Korean market leader Hyundai Motor was a clear winner during the global crisis, stealing market share and growing profits as U.S. rivals struggled to survive.

China's Geely completed its purchase of Volvo cars from Ford Motor this month, while Mahindra and Tata Motors fought in 2008 to buy luxury brands Jaguar and Land Rover.

India's Ruia group, which also bid for Ssangyong and was named a reserve bidder, purchased tyremakers Dunlop and Falcon Tyres.


Shares in Ssangyong dropped 8 per cent on Thursday amid uncertainties over the deal as it struggles with about 740 billion won ($626 million) in debt and needs fresh capital to increase investment.

The stock plunged by the daily limit of 15 per cent on Wednesday after Renault-Nissan pulled out of the bidding earlier this week, raising concerns that it may fail to find a buyer.

"There is uncertainty whether a deal could be reached. Mahindra wouldn't want to overpay but Ssangyong may need more than what Mahindra proposes to survive," said Jung Mee-kyung, an analyst at Korea Investment & Securities.

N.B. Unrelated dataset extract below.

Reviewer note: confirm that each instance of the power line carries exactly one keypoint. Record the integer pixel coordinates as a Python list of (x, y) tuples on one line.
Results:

The deal, if agreed, will mark a third change of main shareholder for Ssangyong. Now defunct Daewoo group took over the company in 1998 and Ssangyong was sold in 2004 to China's top automaker SAIC Motor Corp, but both failed to grow the automaker to challenge Hyundai.

Ssangyong set the deadline for a binding offer for the company on Tuesday and three groups including Mahindra, India's Ruia Group and South Korea's Young An, which owns a bus making unit, submitted proposals to buy the cash-strapped auto company.

Ssangyong said the final acquisition price would be decided in October after due diligence and plans to close the deal in November.

Analysts say Ssangyong, which has been under court-led restructuring since early 2009, hammered by one of the industry's worst downturns, may also help Mahindra develop technology and add to its vehicle line up.

After a dismal 2009 and nearly two months of strikes to block layoffs, Ssangyong has been recovering fast under a court-led restructuring.

The company has about 2 per cent of the Korean auto market but its sales more than trebled in the first seven months of this year to 43,811 vehicles.